De man en de vrouw
De man en de vrouw zitten tegenover elkaar. Ze zijn de enige twee gasten in het café waar geen muziek speelt en de voorgevel van dubbelglas het straatgeluid buiten houdt. In de namiddagzon zitten ze, aangeslagen.
‘Het is ook zo moeilijk,’ zegt de man.
‘Het is heel moeilijk, ja,’ zegt de vrouw die tegenover hem zit. Ze zit stijf op de stoel, met haar handen om haar tas geklemd. De barvrouw bekijkt hen van een afstand, ze poetst een glas op.

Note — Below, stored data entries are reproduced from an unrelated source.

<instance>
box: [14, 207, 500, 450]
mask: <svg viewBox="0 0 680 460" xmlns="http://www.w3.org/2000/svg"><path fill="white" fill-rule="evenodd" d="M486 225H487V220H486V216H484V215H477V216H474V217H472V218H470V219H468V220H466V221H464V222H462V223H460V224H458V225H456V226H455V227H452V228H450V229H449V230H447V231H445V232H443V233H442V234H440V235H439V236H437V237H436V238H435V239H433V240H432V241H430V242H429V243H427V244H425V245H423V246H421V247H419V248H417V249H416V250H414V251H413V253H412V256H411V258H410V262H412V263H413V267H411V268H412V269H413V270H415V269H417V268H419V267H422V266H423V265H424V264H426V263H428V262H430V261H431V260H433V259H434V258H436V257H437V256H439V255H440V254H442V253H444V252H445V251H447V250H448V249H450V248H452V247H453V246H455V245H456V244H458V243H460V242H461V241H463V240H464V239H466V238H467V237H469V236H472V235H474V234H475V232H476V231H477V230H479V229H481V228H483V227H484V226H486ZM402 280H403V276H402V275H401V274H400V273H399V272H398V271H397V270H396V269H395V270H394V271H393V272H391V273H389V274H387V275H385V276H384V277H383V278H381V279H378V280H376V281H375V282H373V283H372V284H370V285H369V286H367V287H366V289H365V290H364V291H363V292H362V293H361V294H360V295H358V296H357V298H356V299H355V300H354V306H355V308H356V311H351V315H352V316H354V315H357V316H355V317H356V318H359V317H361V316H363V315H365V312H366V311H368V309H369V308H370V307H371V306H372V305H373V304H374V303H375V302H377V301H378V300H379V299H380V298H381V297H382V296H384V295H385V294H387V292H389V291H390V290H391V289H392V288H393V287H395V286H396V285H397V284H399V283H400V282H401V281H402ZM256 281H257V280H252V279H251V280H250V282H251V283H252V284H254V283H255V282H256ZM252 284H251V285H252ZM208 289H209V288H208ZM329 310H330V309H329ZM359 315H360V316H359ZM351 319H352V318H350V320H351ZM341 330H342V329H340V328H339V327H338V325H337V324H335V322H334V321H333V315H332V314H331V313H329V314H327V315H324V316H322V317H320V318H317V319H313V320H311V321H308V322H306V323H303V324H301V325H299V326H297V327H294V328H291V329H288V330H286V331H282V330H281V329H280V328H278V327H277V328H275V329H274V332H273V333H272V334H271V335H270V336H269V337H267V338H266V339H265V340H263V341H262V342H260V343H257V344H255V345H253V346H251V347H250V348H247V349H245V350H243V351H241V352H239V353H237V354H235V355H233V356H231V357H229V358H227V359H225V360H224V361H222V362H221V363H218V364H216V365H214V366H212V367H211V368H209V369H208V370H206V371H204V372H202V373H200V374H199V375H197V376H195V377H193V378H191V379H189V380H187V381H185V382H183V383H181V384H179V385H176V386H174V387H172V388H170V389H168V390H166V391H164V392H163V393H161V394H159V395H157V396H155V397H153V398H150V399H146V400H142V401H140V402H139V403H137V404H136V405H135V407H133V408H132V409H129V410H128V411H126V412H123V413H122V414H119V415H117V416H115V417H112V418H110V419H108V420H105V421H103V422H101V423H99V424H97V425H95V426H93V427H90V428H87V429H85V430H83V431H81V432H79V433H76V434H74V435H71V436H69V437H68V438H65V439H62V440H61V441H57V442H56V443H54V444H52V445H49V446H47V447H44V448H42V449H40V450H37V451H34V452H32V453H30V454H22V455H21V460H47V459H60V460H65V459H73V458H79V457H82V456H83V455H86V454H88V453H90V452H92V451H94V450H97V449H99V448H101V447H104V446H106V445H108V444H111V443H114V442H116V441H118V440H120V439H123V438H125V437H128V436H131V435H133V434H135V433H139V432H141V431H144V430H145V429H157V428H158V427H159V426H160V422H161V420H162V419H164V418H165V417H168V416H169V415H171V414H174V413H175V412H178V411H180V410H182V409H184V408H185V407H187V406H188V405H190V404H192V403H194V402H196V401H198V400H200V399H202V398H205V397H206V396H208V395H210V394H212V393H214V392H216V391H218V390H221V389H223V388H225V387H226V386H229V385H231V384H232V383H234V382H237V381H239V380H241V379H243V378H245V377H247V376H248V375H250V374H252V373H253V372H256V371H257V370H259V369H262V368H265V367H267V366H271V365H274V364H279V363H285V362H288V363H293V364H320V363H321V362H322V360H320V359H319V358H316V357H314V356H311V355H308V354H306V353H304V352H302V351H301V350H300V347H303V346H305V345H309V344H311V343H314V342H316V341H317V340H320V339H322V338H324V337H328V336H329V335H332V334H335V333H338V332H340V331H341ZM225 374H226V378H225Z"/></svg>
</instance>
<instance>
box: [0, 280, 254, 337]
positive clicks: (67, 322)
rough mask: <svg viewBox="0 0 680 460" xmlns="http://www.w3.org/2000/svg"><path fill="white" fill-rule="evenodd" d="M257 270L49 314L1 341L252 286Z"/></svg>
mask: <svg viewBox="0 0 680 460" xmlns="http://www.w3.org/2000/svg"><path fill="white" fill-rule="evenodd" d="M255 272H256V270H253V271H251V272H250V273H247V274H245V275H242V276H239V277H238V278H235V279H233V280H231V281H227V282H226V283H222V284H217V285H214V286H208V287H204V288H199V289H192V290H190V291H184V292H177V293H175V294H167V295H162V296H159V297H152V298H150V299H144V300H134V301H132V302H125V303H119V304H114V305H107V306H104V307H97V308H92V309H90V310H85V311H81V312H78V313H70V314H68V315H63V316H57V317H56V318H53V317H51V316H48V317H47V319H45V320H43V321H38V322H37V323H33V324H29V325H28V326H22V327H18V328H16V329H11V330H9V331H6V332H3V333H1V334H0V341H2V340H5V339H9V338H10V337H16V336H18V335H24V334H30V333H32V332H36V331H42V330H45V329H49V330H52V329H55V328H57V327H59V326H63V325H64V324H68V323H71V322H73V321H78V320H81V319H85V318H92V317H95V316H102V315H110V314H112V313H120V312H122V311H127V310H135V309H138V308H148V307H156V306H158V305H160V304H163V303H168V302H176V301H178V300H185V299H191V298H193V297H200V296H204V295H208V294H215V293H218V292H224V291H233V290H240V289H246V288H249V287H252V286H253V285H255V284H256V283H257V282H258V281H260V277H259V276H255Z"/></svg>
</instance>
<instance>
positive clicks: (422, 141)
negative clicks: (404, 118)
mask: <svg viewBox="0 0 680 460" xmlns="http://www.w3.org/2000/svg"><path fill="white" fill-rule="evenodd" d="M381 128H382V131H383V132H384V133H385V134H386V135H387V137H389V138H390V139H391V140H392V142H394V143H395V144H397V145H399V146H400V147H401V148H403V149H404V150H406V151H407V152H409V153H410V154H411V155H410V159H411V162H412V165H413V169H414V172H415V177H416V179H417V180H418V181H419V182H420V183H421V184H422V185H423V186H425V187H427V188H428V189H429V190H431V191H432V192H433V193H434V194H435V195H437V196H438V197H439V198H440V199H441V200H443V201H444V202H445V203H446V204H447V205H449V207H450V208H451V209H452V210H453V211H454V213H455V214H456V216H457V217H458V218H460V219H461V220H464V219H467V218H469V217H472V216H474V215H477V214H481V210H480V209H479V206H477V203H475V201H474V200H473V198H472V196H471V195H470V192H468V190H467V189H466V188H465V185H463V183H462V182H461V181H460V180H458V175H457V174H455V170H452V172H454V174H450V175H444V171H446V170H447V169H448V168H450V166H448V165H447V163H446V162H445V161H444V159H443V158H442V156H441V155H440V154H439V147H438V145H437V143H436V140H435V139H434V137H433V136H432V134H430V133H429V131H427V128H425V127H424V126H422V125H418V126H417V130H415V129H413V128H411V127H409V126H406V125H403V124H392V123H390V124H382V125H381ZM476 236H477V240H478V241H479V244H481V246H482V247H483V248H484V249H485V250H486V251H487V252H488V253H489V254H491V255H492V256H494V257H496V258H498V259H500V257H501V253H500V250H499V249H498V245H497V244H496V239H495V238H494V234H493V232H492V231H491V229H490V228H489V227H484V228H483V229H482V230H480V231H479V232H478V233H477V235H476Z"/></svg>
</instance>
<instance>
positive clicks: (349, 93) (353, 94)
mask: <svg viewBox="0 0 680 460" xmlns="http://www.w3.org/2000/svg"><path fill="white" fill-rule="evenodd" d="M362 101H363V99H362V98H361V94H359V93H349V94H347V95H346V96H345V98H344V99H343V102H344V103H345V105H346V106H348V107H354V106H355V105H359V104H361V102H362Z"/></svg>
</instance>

‘Het is echt niet makkelijk,’ zegt de man opnieuw. Hij grijnst nerveus, kijkt uit het raam van het café. ‘Je zou zelfs kunnen zeggen dat het afschuwelijk is. Dat het verschrikkelijk is.’
‘Verschrikkelijk, inderdaad,’ zegt de vrouw. ‘Zo verschrikkelijk dat je eraan dood kunt gaan door er te veel aan te denken.’
‘Wat u zegt,’ zegt de man. ‘Dat je eraan dood kunt gaan.’
De vrouw steekt haar wijsvinger door de oor van het koffiekopje.
‘Dat je eraan dood kunt gaan, ja,’ zegt ze. Ze neemt een slok. Ze zet het kopje heel precies terug op het schoteltje. Toch hoort de barvrouw aan het kletterende porselein hoe ze trilt.
‘Bent u ook wel eens veel, maar dan ook veel te diep gegaan?’ vraagt de vrouw aan de man.
‘Uiteraard,’ zegt de man. ‘Vaak ook. Meerdere malen. Ik kan u erover vertellen, mevrouw, maar ik kan me niet voorstellen dat u niet allang weet wat ik bedoel.’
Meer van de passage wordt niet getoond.